Kamis, 06 Agustus 2009

Kalau si Dia Melamar


Sudah hampir subuh saat ini. Mata belum juga terpejam. Kantuk mungkin lupa singgah. Heran saya, kata-kata ternyata mempunyai pengaruh juga terhadap kenikmatan saya memejamkan mata.

Gara-garanya sih sederhana. Minggu lalu, saya “dilamar” kawan kuliah dulu, yang sudah belasan tahun tidak bertemu. Dan kata-katanya masih terus terngiang di benak saya. “Aku mencari calon istri, tidak ingin senang-senang dan sendiri terus,” ujarnya. Singkat, tapi dalam maknanya buat saya.

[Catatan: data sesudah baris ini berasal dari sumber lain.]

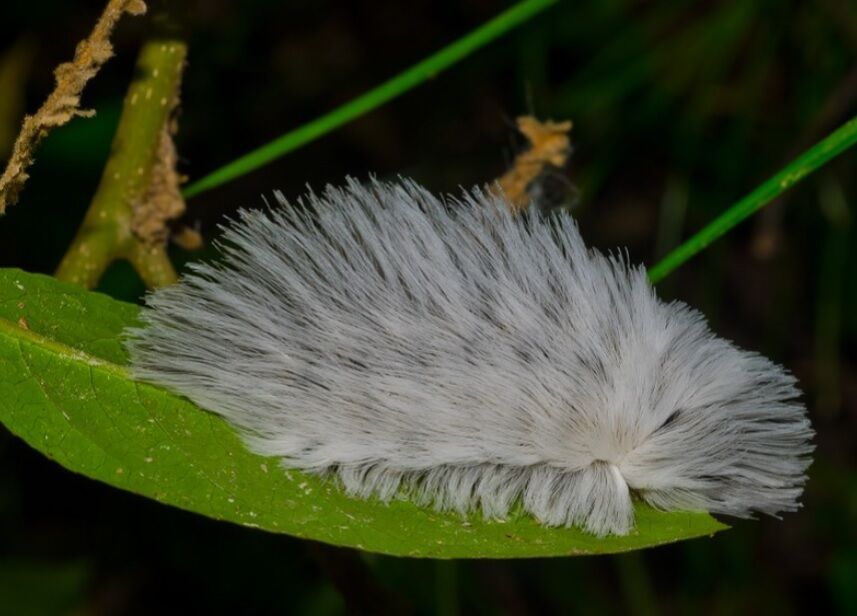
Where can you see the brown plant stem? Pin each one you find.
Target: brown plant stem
(136, 178)
(63, 103)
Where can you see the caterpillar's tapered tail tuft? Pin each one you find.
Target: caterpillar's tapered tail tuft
(469, 359)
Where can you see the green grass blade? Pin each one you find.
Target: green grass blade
(817, 156)
(388, 90)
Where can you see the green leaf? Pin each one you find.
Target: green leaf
(64, 389)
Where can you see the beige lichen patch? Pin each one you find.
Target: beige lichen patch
(63, 103)
(549, 146)
(163, 200)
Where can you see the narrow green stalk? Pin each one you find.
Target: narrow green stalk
(106, 233)
(825, 150)
(388, 90)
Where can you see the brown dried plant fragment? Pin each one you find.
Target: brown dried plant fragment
(63, 103)
(550, 146)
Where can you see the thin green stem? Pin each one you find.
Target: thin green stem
(825, 150)
(388, 90)
(107, 231)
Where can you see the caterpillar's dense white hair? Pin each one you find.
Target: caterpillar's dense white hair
(470, 359)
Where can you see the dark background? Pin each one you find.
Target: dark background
(679, 109)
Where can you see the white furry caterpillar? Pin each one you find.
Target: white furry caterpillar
(472, 359)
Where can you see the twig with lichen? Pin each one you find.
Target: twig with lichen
(139, 189)
(63, 103)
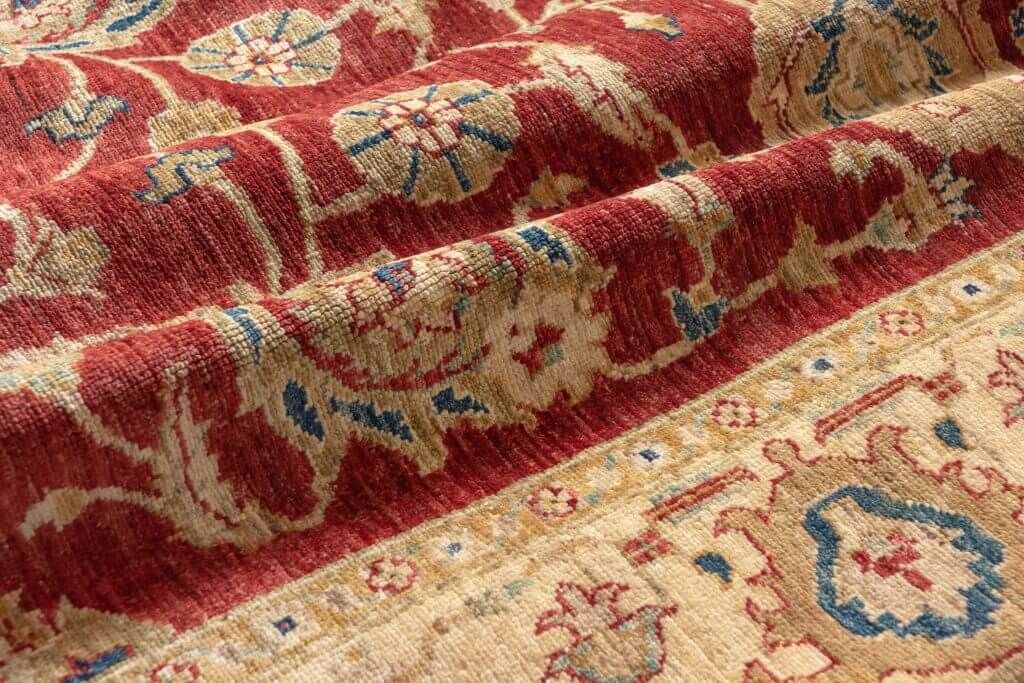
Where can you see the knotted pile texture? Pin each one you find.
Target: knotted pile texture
(511, 340)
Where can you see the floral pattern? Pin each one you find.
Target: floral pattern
(276, 48)
(440, 142)
(391, 574)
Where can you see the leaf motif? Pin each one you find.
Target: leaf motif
(50, 261)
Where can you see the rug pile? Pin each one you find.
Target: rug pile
(511, 340)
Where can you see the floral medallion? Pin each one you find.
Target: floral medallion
(884, 566)
(441, 142)
(275, 48)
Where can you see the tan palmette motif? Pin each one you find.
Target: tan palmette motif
(51, 261)
(675, 526)
(494, 345)
(496, 357)
(845, 60)
(437, 142)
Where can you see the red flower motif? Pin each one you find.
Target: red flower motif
(902, 323)
(391, 574)
(735, 413)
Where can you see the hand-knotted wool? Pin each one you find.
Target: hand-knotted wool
(511, 340)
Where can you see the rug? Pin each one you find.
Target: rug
(501, 340)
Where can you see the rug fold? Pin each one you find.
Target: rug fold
(527, 324)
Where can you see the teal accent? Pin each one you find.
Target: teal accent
(182, 164)
(458, 170)
(539, 240)
(301, 413)
(496, 140)
(949, 433)
(982, 597)
(367, 415)
(716, 564)
(249, 327)
(398, 276)
(87, 670)
(126, 23)
(676, 168)
(445, 401)
(697, 324)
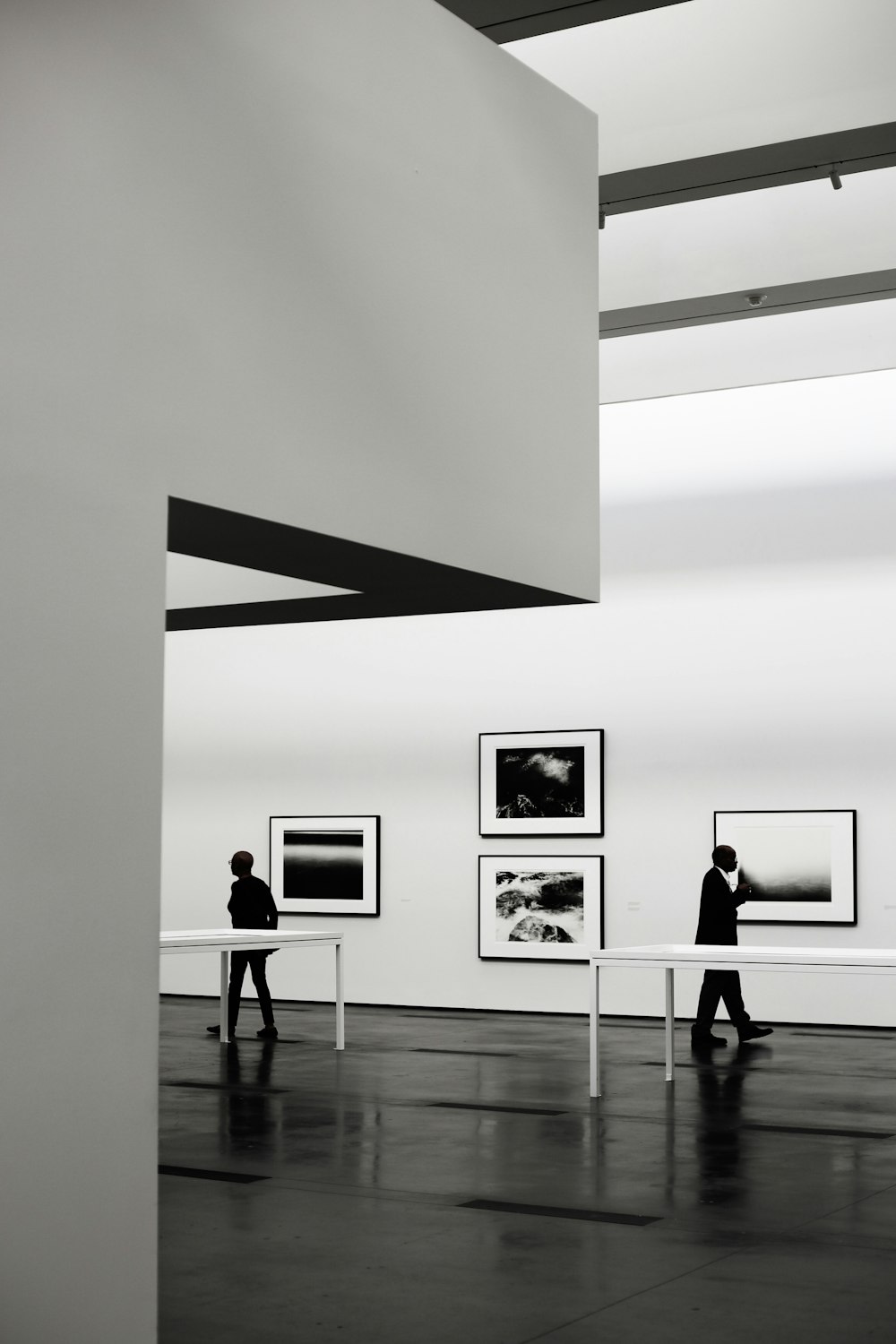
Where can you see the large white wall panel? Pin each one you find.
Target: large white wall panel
(711, 75)
(328, 263)
(740, 658)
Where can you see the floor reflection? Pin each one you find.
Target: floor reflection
(719, 1136)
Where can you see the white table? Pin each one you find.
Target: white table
(257, 940)
(670, 957)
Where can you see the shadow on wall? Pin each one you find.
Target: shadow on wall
(805, 524)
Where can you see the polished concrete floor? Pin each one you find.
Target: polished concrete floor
(751, 1203)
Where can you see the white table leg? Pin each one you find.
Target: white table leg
(225, 981)
(594, 1031)
(670, 1024)
(340, 1000)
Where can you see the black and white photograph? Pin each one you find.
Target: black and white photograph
(541, 784)
(325, 865)
(546, 908)
(801, 866)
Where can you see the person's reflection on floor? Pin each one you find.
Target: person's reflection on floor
(719, 1123)
(246, 1104)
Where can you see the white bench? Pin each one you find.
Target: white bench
(257, 940)
(670, 957)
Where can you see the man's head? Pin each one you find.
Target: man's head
(724, 857)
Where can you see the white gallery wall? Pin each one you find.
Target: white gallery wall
(740, 659)
(265, 257)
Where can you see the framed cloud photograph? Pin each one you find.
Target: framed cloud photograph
(325, 866)
(541, 784)
(801, 866)
(540, 908)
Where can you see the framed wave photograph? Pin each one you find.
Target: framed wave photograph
(801, 866)
(540, 908)
(541, 784)
(325, 866)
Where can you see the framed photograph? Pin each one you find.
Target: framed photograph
(541, 784)
(325, 866)
(799, 865)
(540, 908)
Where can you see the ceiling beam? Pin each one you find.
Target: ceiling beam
(508, 21)
(861, 150)
(766, 301)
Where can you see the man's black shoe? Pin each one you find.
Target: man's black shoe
(754, 1032)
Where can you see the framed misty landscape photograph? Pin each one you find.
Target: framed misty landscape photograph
(541, 784)
(801, 866)
(540, 908)
(325, 866)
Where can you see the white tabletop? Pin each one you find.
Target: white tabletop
(226, 938)
(683, 954)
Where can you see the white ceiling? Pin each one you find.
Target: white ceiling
(715, 75)
(823, 341)
(821, 432)
(195, 582)
(751, 239)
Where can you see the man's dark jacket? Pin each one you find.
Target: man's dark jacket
(719, 903)
(252, 905)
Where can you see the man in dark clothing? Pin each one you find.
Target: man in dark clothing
(252, 906)
(718, 924)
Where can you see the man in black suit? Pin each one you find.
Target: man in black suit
(718, 924)
(252, 906)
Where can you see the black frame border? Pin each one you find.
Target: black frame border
(335, 816)
(541, 835)
(532, 859)
(780, 812)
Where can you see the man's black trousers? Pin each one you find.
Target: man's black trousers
(255, 962)
(726, 986)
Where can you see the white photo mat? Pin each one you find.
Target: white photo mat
(360, 835)
(589, 742)
(836, 839)
(497, 946)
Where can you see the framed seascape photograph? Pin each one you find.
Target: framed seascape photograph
(541, 784)
(325, 866)
(540, 908)
(799, 865)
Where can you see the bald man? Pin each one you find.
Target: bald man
(252, 906)
(721, 894)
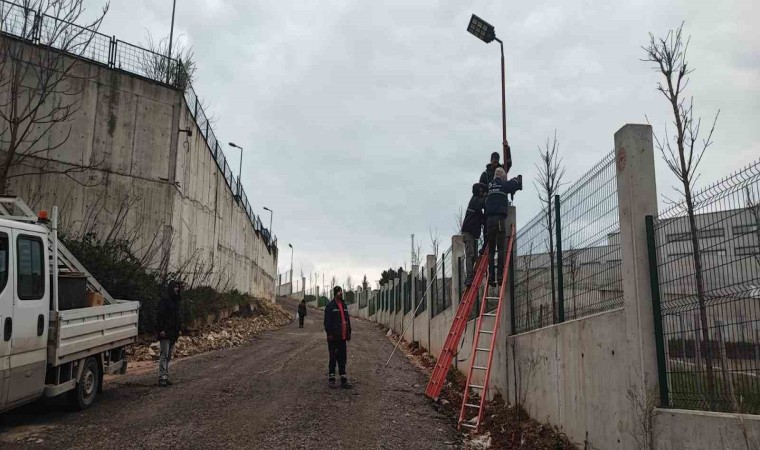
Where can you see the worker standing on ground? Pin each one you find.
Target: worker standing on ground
(338, 329)
(474, 221)
(301, 313)
(497, 209)
(168, 324)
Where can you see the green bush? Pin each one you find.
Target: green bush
(120, 272)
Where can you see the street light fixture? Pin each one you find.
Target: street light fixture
(486, 33)
(240, 167)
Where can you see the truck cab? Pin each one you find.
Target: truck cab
(49, 347)
(24, 311)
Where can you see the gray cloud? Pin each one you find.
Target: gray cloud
(366, 122)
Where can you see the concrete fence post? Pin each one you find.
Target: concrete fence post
(429, 267)
(500, 363)
(637, 198)
(457, 252)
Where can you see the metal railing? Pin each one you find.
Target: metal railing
(49, 31)
(706, 293)
(575, 271)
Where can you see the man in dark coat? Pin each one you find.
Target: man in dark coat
(338, 329)
(301, 313)
(474, 221)
(168, 325)
(487, 176)
(497, 208)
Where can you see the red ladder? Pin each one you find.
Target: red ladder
(476, 349)
(442, 365)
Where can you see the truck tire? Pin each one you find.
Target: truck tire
(83, 395)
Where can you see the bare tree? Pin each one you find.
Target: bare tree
(40, 84)
(548, 181)
(435, 241)
(683, 153)
(176, 68)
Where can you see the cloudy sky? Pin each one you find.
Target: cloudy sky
(364, 122)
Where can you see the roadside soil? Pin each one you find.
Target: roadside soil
(268, 393)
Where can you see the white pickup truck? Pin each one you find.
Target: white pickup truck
(46, 351)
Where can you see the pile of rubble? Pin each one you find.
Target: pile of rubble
(227, 333)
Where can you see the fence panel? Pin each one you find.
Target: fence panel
(710, 296)
(590, 260)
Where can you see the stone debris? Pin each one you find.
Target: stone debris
(227, 333)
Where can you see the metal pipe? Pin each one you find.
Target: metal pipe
(171, 38)
(55, 259)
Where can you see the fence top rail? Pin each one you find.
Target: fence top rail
(729, 184)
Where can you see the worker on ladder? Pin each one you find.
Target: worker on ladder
(474, 221)
(497, 209)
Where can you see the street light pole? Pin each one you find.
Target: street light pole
(291, 268)
(240, 166)
(486, 33)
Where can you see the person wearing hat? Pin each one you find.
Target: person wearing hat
(497, 208)
(338, 329)
(474, 221)
(487, 176)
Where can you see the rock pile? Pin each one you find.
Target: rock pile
(228, 333)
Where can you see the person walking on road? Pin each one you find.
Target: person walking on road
(497, 208)
(338, 329)
(474, 221)
(301, 313)
(168, 324)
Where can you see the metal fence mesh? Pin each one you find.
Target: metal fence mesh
(710, 296)
(590, 264)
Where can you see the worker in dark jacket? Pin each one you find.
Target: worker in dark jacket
(487, 176)
(497, 208)
(168, 325)
(338, 329)
(474, 221)
(301, 313)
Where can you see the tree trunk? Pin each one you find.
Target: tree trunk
(551, 262)
(698, 275)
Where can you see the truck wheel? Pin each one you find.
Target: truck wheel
(83, 395)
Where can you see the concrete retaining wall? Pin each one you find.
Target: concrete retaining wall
(135, 175)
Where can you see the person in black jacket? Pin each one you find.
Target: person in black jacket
(168, 325)
(497, 208)
(487, 176)
(338, 329)
(474, 221)
(301, 313)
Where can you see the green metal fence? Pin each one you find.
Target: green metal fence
(706, 291)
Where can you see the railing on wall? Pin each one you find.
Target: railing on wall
(707, 298)
(584, 278)
(48, 31)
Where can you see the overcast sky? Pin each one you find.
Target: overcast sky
(365, 122)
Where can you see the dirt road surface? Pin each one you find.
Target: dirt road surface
(269, 394)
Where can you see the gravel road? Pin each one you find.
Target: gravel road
(271, 393)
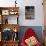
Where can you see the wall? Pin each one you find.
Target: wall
(38, 21)
(37, 30)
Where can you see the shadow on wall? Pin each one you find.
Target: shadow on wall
(37, 29)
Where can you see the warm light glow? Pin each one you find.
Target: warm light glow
(15, 30)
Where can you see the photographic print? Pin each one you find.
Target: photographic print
(29, 12)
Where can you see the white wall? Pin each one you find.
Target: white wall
(38, 21)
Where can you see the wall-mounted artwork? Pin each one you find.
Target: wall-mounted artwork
(29, 12)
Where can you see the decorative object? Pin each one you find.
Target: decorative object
(30, 38)
(15, 3)
(29, 12)
(5, 12)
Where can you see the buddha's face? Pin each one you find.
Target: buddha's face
(31, 41)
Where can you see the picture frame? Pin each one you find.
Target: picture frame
(29, 12)
(5, 12)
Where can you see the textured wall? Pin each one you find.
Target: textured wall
(37, 29)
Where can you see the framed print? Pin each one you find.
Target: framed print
(0, 36)
(29, 12)
(5, 12)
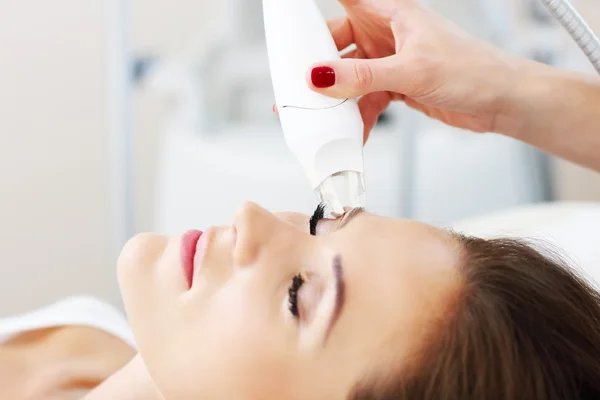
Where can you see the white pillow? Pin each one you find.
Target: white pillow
(572, 227)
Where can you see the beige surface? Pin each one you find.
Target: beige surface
(55, 227)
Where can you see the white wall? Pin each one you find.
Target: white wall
(55, 228)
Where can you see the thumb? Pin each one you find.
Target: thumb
(351, 77)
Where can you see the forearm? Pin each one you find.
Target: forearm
(554, 110)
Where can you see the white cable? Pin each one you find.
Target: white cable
(120, 64)
(579, 30)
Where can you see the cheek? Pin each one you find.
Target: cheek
(228, 346)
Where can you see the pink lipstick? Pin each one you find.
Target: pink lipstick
(189, 242)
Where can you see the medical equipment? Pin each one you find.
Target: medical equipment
(583, 35)
(325, 134)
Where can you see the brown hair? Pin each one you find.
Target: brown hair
(526, 326)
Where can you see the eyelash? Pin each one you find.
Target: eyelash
(297, 283)
(298, 280)
(318, 215)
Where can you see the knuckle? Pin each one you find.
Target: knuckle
(363, 74)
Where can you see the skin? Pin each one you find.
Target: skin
(60, 363)
(231, 334)
(407, 52)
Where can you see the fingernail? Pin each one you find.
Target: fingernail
(323, 77)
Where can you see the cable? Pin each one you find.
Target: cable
(579, 30)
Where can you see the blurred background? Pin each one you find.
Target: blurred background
(92, 152)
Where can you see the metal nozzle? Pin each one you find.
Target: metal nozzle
(342, 191)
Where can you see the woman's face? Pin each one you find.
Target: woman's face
(273, 312)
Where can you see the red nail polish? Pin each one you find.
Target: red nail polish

Kalau cari calon istri (lagi) – teman saya sudah bercerai – kenapa harus lapor ke saya? Jangan-jangan yang dimaksud calon istri itu saya. Wajar tho, karena dia bicara dengan saya.

Untung saya usil. ”Jadi maumu, menikah dengan saya?” Dia hanya melihat di kedalaman mata saya. Dan pasti tidak akan menemukan apa-apa. Lha, mau menemukan apa? Kami sudah belasan tahun berpisah. Saya tidak tahu dia sudah menikah punya anak dan bercerai selama hampir lima tahun terakhir ini. Kalau tiba-tiba kami dipertemukan oleh Fesbuk, dan beberapa kali makan malam, tidak harus diakhiri dengan menerima ”lamaran” bukan?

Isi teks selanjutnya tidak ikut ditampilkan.